Our lecturers have scheduled online office hours, and we have established an online coaching and mentoring program, so students don’t miss out on the small groups and individual contact that are a feature of the traditional BISC experience. Students have also been encouraged to create a number of virtual study groups which have proven to be a great way to enhance learning, clarify course content, and meet classmates outside of regular lectures.
New this term, we also have the BISC Skills Award (BSA). The award is designed to help students get the most from co-curricular activities while enrolled with the BISC. Our BSA students are invited to work with a coach to improve not just their academic skills, but set goals and attend workshops that will contribute to their personal development - supporting their studies, advancing future career prospects and gaining skills they will need in order to embrace the future with confidence.
So, what of 2021? Well, the outlook is ever-changing of course, and we will continue to monitor public health and quarantine regulations as well as travel advisories. At this time, the BISC is putting plans in place to ensure a safe environment for all students, faculty and staff on the Castle campus. Parents and students were consulted at a recent town hall on Oct. 9. We made students aware of the current restrictions in place in England and advised them of what travel restrictions are in place in the UK and Europe. Given the widely publicized situation in the UK, including the unfortunate handling of quarantine procedures by some other universities, we have since come to the difficult decision to continue with our online programming into the Winter 2021 term.
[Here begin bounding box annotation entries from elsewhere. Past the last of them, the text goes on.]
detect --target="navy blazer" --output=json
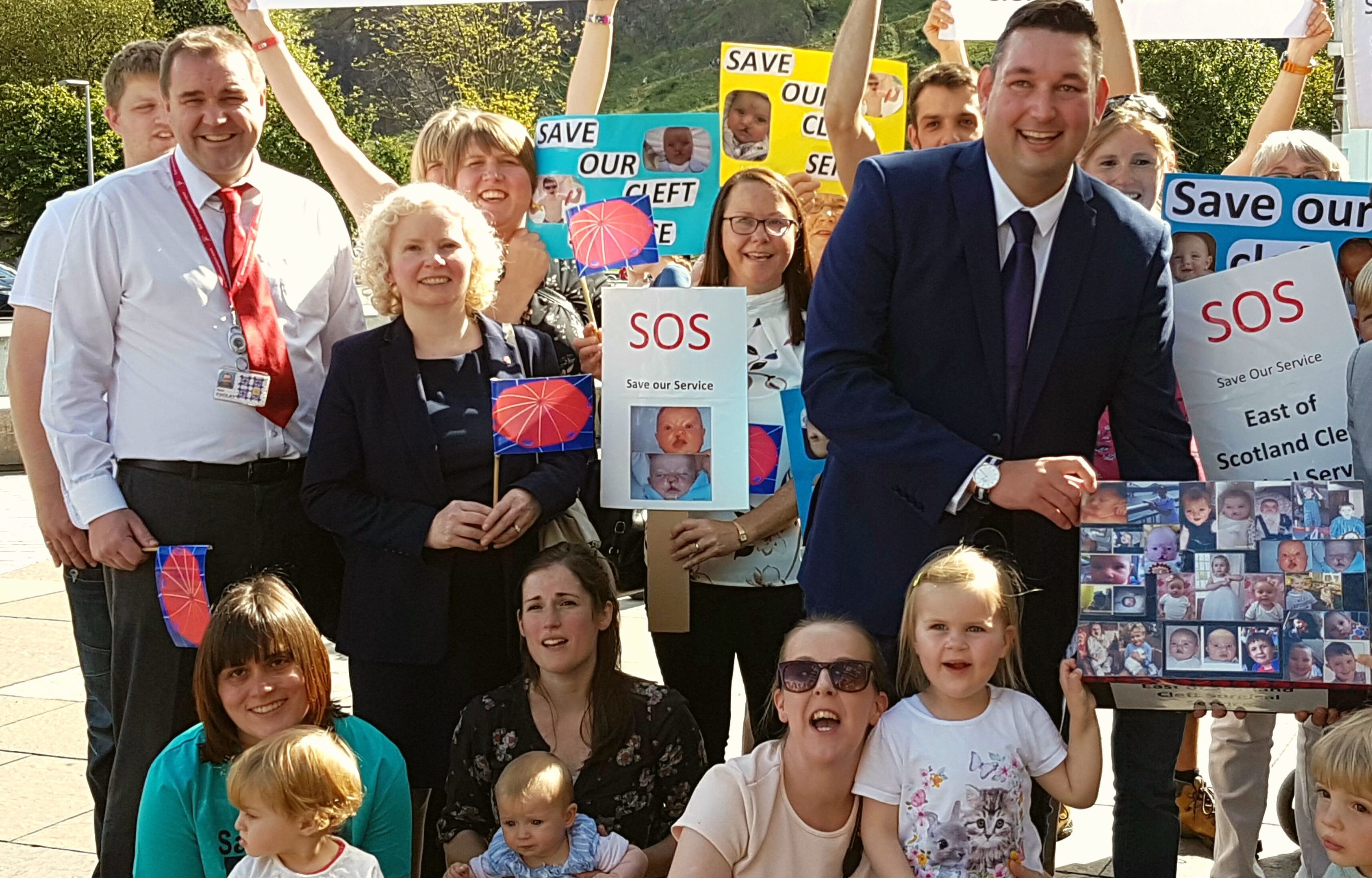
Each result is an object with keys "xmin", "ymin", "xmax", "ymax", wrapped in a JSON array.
[
  {"xmin": 302, "ymin": 315, "xmax": 588, "ymax": 664},
  {"xmin": 800, "ymin": 141, "xmax": 1196, "ymax": 635}
]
This decision was not taken lightly. While it is certainly possible to manage the health and safety of our students and staff on our campus itself, we would undoubtedly not have been able to offer the experience students expect, or deserve from the BISC. The experiential and active learning on which we pride ourselves for example, would have been restricted to southern England, and the local area.
We will now instead focus our efforts on Summer 2021, when we hope to have seen the worst of the current crisis. For our part, as long as COVID-19 remains a threat, a number of precautionary measures will be implemented in order to ensure everyone’s health and safety on the BISC’s return to normal practice. This will include physical distancing and the wearing of appropriate PPE in classrooms and lab settings, and midterm and experiential learning trips being restricted to only those areas deemed safe by current travel restrictions.
There can be little doubt that there will be some tricky times ahead. The future though remains bright, despite the challenges of our immediate situation. As part of his Report on the Conversation with the Queen’s Community, Principal Patrick Deane reiterated recently that he hopes to see the BISC thriving on its own terms and fully integrated into his pan-university strategy for internationalization at Queen’s. We shall continue to prepare for the eventual re-opening of campus and the implementation of many exciting new teaching and research opportunities.